Mr. Chisholm and Dr. Cassano discuss how long it will take for the VA to understand burn pit exposure and create the same type of regulation as they did for Agent Orange. Dr. Cassano notes that at this time, the population of veterans from which conclusions would be drawn is not large enough, as it takes time for these diseases to come about. Dr. Cassano does note that the scientific community is getting better at looking at analogous chemicals to draw conclusions about possible health impacts from military exposures.
What Should a Nexus Include for Burn Pit Exposure?

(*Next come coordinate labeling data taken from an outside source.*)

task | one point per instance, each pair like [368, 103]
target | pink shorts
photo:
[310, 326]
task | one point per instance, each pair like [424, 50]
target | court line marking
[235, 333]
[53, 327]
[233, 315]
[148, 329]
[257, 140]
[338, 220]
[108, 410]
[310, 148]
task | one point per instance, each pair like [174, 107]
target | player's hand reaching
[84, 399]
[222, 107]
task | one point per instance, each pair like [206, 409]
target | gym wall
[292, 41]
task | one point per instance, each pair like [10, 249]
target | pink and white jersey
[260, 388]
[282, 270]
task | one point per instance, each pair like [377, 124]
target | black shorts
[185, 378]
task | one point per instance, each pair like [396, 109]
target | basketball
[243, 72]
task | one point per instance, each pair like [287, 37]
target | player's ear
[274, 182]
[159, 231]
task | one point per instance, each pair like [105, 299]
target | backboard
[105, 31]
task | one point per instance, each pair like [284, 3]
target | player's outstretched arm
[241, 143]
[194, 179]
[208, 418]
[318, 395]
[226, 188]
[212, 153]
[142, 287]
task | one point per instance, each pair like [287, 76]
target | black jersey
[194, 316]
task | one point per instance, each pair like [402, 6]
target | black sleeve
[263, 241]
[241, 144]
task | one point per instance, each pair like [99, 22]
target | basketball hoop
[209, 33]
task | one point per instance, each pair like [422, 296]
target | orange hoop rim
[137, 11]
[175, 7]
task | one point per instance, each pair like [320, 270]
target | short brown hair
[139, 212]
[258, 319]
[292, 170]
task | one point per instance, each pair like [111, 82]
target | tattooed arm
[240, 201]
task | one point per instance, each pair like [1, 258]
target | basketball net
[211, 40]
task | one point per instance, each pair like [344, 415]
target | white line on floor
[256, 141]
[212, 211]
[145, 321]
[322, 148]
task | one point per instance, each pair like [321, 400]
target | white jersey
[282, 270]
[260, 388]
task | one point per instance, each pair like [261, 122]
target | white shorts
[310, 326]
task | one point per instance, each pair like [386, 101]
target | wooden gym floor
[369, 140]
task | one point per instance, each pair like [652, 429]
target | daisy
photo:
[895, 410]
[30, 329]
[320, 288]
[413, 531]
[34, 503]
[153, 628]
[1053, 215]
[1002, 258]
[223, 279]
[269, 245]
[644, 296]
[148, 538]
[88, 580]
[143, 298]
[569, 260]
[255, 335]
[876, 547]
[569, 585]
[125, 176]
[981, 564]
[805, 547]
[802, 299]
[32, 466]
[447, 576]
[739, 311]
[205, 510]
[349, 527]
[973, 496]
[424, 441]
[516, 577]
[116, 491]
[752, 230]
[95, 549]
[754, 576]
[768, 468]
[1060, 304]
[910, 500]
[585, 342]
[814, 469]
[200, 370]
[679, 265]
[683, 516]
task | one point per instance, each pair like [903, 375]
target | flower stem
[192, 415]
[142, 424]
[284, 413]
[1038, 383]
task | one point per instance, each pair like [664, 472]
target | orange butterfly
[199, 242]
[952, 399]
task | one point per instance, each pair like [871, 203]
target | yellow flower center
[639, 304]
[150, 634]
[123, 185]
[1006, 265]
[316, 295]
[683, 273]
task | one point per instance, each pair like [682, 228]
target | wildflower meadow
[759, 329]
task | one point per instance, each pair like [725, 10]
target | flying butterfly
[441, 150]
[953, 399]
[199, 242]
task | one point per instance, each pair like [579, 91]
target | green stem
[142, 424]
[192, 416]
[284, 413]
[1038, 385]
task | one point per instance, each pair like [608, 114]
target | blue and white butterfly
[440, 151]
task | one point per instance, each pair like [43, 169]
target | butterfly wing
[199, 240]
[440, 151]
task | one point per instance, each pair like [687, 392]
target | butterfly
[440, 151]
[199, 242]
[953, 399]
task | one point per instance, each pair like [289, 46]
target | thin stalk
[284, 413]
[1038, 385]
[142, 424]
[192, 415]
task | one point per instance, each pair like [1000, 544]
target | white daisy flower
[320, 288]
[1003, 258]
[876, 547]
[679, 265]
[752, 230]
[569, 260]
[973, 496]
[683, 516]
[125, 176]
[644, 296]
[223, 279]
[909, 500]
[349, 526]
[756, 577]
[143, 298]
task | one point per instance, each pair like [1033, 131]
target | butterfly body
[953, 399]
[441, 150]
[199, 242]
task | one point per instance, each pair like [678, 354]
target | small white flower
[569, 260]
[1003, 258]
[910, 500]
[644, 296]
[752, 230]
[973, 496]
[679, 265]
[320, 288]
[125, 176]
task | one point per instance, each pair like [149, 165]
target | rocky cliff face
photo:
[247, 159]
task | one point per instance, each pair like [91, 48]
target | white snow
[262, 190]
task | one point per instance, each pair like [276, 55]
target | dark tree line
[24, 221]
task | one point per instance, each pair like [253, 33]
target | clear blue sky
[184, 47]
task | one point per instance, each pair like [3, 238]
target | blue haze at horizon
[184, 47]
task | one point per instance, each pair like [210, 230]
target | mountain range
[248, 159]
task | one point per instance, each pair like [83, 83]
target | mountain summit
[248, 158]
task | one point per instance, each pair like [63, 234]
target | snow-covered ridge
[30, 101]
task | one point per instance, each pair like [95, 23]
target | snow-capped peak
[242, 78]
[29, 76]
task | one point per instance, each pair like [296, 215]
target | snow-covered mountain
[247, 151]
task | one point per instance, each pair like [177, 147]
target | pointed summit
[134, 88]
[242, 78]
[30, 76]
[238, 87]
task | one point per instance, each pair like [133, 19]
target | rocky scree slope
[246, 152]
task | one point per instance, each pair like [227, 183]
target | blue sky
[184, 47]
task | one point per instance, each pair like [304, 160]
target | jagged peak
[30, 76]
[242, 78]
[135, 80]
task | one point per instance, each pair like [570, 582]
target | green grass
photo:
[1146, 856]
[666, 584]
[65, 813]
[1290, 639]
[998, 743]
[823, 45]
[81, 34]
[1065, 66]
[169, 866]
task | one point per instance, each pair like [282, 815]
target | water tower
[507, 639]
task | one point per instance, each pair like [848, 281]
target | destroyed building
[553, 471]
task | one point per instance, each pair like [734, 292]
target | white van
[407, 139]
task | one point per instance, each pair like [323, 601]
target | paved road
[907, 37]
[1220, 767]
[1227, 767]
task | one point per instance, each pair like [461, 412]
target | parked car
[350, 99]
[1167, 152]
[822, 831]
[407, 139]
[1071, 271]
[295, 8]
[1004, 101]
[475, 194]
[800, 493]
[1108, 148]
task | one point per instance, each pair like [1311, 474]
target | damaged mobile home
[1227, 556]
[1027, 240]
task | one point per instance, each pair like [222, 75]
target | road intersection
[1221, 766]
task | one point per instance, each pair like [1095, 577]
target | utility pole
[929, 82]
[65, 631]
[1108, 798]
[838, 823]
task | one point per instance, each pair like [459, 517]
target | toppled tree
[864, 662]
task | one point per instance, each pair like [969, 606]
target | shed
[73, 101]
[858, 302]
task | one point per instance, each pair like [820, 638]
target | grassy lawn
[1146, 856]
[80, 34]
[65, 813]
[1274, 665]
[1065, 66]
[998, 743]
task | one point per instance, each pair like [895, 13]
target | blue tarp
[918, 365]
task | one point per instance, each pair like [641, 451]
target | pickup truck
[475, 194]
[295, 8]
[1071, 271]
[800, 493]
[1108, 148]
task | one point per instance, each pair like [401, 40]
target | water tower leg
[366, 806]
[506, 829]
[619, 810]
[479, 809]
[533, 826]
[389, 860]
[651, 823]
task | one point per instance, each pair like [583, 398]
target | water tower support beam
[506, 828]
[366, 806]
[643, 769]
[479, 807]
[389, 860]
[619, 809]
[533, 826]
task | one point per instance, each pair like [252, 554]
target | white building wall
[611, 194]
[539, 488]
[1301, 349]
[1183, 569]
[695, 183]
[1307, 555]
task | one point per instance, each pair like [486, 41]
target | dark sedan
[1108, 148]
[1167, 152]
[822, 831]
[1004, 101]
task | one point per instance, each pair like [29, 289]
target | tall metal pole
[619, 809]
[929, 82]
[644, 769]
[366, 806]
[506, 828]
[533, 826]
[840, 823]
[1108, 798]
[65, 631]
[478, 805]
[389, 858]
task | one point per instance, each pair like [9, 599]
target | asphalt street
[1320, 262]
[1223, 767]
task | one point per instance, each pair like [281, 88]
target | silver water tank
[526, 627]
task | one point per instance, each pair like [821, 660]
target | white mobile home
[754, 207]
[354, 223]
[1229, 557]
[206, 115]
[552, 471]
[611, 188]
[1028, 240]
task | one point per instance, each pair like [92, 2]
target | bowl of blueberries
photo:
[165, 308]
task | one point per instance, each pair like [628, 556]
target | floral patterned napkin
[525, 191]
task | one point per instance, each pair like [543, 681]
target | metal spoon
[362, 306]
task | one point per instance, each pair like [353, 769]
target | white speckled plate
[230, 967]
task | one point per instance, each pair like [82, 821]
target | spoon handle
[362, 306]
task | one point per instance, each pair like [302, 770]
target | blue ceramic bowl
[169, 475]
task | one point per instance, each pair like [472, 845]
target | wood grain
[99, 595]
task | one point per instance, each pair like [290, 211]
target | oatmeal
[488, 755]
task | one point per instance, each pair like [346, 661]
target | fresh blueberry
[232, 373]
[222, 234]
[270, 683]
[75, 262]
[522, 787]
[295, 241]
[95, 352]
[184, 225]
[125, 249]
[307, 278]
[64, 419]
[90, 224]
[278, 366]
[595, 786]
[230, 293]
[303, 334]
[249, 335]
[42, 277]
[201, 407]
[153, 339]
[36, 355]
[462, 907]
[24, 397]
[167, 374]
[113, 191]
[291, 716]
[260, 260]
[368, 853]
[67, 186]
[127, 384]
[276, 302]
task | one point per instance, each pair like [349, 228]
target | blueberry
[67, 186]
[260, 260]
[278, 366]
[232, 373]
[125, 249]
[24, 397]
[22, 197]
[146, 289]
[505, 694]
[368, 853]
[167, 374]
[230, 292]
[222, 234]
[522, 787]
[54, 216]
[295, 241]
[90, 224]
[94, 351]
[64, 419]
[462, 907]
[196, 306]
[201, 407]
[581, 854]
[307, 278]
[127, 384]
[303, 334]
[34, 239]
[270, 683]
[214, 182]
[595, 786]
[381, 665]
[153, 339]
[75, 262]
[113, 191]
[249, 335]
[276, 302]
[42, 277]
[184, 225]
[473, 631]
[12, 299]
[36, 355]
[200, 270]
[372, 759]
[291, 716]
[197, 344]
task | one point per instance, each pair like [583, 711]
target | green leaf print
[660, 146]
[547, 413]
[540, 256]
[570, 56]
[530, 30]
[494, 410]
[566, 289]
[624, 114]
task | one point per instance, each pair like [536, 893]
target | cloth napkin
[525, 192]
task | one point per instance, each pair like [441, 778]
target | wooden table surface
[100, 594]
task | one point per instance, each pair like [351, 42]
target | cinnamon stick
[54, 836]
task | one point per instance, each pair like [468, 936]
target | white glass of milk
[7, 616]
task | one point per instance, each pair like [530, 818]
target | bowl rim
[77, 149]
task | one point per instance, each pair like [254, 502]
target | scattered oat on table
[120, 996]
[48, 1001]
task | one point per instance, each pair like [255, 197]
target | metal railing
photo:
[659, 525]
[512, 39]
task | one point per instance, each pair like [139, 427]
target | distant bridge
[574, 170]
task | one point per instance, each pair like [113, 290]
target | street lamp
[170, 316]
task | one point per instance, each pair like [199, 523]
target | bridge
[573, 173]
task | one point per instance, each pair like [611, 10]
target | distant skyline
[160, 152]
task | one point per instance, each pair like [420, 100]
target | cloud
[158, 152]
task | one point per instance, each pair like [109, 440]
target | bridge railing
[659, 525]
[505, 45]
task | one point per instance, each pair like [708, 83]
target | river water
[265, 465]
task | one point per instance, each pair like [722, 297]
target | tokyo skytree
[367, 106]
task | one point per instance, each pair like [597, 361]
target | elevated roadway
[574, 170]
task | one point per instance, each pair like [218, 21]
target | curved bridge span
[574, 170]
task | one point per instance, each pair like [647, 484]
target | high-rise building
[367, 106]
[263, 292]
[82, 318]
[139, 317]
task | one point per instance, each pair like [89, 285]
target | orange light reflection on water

Dr. Cassano notes that in order to gain an accurate understanding of what service members were exposed to, she relies on the service member’s account of their experience and what they remember of the air they were exposed to. For instance, did the veteran experience irritation in their eyes or throat?
Additionally, she looks at the veteran’s military occupational specialty (MOS), as well as where they lived and worked in proximity to burn pits, to determine how frequently and how directly the veteran was exposed to burn pits, as well as for how long.
Camp Lejeune Exposures
Camp Lejeune is a U.S. Marine Corps base located in Jacksonville, North Carolina. Veterans and their families who were stationed at Camp Lejeune between 1957 and 1987 were exposed to water that was contaminated with volatile organic compounds (VOCs) such as trichloroethylene, perchloroethylene, benzene, and vinyl chloride.
Is There a VA Presumption for Camp Lejeune?
The VA has acknowledged that exposure to the contaminated water at Camp Lejeune has resulted in adverse health effects in those who served there for 30 days or more between August 1, 1953 and December 31, 1987. The VA presumes service connection for eight conditions as due to exposure to contaminated water at the base.
What About Conditions Not On the List?
Dr. Cassano believes that there are more conditions that can be linked to exposure to contaminated water at Camp Lejeune than those included on the VA’s presumptive list. The original report from the National Academy of Science in 2009 listed 14 conditions were found to have limited or suggestive association with the contaminants at Camp Lejeune.
Dr. Cassano specifically notes that she can make the case to link immunological derangement conditions, such as autoimmune and immunosuppressive, to exposure to the contaminants at Camp Lejeune. She notes that conditions such as chronic inflammatory demyelinating polyneuropathy and scleroderma are autoimmune diseases that can be caused by contaminants.